It is my pleasure to introduce Abraham Tewolde, a new intern at the Archive of Recorded Sound who is taking part in Stanford University Libraries 1st-generation summer intern program this summer. During his time here Abraham will be learning how a sound archive functions and operates, including work on finding aids, digitization, inventory control, accessioning, and research skills.
Abraham will also be a guest blogger during his time here. Please enjoy below the first of a series of posts Abraham will be offering over the summer.

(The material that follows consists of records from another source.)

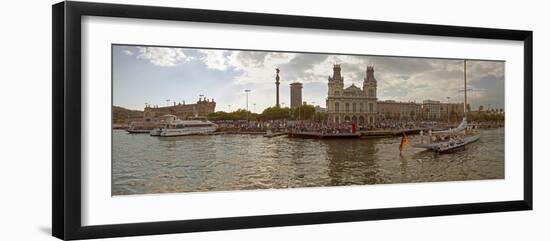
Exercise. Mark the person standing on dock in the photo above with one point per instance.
(404, 141)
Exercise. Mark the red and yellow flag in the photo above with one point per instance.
(404, 141)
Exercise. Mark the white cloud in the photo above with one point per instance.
(216, 59)
(163, 56)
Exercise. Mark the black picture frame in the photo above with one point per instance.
(66, 127)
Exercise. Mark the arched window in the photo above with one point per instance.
(372, 92)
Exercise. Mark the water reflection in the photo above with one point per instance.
(144, 164)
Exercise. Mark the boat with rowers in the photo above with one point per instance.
(172, 126)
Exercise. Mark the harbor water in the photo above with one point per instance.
(143, 164)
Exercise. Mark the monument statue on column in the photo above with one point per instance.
(277, 85)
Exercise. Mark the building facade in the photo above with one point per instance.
(202, 108)
(394, 110)
(295, 94)
(435, 110)
(351, 104)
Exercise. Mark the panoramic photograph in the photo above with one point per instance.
(189, 119)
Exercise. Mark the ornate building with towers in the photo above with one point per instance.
(352, 104)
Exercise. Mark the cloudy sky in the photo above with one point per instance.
(154, 74)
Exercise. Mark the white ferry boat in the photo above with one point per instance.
(176, 127)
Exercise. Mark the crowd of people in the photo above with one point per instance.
(325, 127)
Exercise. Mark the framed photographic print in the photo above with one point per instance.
(169, 120)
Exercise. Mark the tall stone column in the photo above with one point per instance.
(277, 85)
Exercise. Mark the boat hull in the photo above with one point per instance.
(448, 146)
(187, 131)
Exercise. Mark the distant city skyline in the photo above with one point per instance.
(154, 75)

"I’m approaching the end of my second week here at the Archive of Recorded Sound (ARS) and all that I can say is that it has been quite an experience. I feel like I have been transported back in time because of all of the records and players that I have never seen before. The biggest collection in ARS is the LP collection and I have been spending a lot of time organizing donated records to be put into the archive. It has been awesome getting to actually see what these records look like (and sound like!) because there is no way that I would have been able to do so if I weren’t here. I have also started to venture into organizing 78 RPM discs. These are a lot harder than LPs and they spin faster too (LPs: 33 1/3 RPM), but they can hold less music. There are also some crazy formats that I really want to listen to (like magnetic tape), but I’ll get to those later this summer. Even though records are not commonplace anymore, they have left a tremendous impact on the way modern music is made. Have you ever wondered why songs are about 4 minutes long? It is partly because that was all that a 10 inch 78rpm disc could hold on one side. Digitization is a big part of what the archive does, but the studio here is currently being repaired which means that I have to wait a while until I can see what that process is like. There is still a lot to the archive that I have not seen yet and I am looking forward to getting to explore those areas.
Outside of the archive, there is a lot for me to explore as well. There are so many different libraries on campus and I think it is kind of convenient to have the libraries be focused on a particular area because it provides more physical space for the media and it makes finding books related to each other a lot easier. Anyways, I’ll be sure to keep you updated as I explore and find more interesting things."